Due: Friday, September 22 11:59 PM

Purpose

The purpose of the team project is to provide an opportunity to complete a data analysis project from start to finish. This includes:

  • Selecting data

  • Writing research questions

  • Performing exploratory data analysis

  • Developing appropriate statistical models

  • Communicating results through a written report and presentation

  • Working with a team

Teams

See this sheet for your team assignment. You are responsible for dividing the work equitably among team members. Every team member is required to contribute to each portion of the project: coding, writing, and presenting. Learn from each other and, most of all, be kind. You will receive individual grades for the project that incorporate feedback from fellow team members.

Data

Your first step is to select the dataset that you are most interested in analyzing. Below is a list of datasets or sources that you can consider using to find a dataset. You are not require to use these.

Your dataset must have at least 500 observations, 10 variables, and a mix of numeric and categorical variables. You may not use a dataset that we have used in class.
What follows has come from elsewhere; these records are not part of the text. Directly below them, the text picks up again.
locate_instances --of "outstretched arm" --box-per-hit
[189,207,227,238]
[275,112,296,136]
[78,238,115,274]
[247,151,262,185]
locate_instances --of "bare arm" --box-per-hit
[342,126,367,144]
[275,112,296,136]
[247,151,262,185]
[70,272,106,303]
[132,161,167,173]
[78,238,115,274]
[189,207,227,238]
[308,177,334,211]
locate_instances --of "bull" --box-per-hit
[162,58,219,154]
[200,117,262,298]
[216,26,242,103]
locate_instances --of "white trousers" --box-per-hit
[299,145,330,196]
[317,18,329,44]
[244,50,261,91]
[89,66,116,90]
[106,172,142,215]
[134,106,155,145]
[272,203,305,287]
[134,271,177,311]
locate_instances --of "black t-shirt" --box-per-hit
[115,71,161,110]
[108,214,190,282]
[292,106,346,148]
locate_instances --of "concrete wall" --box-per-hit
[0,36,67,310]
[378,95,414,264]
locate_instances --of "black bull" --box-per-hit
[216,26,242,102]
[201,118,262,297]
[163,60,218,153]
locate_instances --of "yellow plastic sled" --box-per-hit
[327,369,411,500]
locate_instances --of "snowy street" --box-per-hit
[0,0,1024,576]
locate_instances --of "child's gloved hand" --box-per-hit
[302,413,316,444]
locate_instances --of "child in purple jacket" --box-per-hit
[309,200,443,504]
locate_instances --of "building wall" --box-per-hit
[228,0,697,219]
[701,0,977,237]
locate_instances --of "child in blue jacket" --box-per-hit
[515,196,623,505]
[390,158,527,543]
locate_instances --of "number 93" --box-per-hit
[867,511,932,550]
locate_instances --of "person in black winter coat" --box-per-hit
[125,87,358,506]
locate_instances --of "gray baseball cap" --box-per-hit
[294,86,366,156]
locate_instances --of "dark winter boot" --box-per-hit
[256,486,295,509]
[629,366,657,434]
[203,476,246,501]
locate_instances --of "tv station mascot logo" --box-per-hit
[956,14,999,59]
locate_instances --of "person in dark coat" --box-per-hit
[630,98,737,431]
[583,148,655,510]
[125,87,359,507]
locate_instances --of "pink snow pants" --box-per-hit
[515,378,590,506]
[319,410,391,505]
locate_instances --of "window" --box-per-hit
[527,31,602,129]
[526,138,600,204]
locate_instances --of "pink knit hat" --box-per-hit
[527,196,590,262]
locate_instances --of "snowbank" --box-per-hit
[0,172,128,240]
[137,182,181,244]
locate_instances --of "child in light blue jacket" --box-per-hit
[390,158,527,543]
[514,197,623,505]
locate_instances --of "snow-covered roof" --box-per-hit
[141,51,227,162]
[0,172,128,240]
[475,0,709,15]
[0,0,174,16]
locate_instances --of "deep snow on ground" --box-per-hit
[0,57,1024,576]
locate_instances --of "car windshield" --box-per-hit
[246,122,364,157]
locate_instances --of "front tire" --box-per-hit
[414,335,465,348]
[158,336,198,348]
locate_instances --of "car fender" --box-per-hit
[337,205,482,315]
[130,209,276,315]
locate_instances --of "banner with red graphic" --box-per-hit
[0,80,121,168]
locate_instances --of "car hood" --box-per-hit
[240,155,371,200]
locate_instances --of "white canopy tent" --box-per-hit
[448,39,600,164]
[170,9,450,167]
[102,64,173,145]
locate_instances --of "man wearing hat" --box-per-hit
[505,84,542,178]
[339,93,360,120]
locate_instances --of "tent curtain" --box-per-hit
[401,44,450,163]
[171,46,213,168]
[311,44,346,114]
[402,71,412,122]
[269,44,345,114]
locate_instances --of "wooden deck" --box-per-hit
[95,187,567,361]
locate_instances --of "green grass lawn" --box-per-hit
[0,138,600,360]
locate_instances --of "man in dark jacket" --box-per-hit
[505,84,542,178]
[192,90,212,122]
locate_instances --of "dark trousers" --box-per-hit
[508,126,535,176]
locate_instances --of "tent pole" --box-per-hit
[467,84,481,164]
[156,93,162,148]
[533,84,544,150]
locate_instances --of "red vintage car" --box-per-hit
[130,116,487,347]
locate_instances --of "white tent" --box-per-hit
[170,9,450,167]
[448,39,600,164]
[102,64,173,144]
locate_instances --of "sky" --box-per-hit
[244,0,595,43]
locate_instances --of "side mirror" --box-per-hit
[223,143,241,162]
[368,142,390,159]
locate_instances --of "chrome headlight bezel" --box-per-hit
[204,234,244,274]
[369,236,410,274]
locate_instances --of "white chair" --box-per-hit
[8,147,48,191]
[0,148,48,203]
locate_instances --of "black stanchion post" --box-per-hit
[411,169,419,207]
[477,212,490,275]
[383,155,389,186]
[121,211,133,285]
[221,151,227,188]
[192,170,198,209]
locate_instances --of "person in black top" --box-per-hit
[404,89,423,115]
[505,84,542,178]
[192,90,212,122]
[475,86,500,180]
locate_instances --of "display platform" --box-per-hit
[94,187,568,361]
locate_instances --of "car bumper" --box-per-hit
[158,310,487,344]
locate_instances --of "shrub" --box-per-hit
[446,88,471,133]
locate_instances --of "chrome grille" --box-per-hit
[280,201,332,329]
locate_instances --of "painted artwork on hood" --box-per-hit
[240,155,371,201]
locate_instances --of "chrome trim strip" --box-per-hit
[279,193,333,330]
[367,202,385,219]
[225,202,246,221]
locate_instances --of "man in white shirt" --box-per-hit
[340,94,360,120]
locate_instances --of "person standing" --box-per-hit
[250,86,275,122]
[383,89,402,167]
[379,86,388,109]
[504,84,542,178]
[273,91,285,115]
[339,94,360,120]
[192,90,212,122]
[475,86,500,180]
  1. R Data Sources for Regression Analysis

  2. FiveThirtyEight data

  3. World Health Organization

  4. The National Bureau of Economic Research

  5. International Monetary Fund

  6. General Social Survey

  7. United Nations Data

  8. Pew Research

  9. 2021 CDC Behavioral Risk Factor Surveillance System Survey

  10. World Inequality Database

You are welcome to specify a subset of a particular dataset (e.g., only North Carolina in the CDC BRFSS). Be sure to look at the data to understand its scope.

Proposal

Your proposal should list the following:

  1. Team member names
  2. 2 or 3 datasets of interest (list in order of preference with 1 being the top choice). For each dataset, provide:
  • The source of the data, when and how it was originally collected, and a brief description of the observations. This information is likely found on the website where you found the data, so be sure to cite your source

  • TWO research questions you are interested in exploring for each dataset. Explicitly state the outcome variables in the dataset that you will use to answer each question. You are required to use two different types of outcome variables for your research questions. For example, one research question may use a continuous outcome variable while the other uses an ordinal outcome variable. Variable types may include: continuous, binary, ordinal, nominal, time-to-event

  • a glimpse() of each dataset to show that you can access it in R

Consult this helpful guide for writing a good research question

No data cleaning is required in the proposal. Your proposal should be generated with a Quarto document, but you will not be required to submit the code.

Submit one proposal per group. One person will submit and select the other group members in the Gradescope submission. After you submit, I will provide feedback to help you decide which dataset to choose for your project.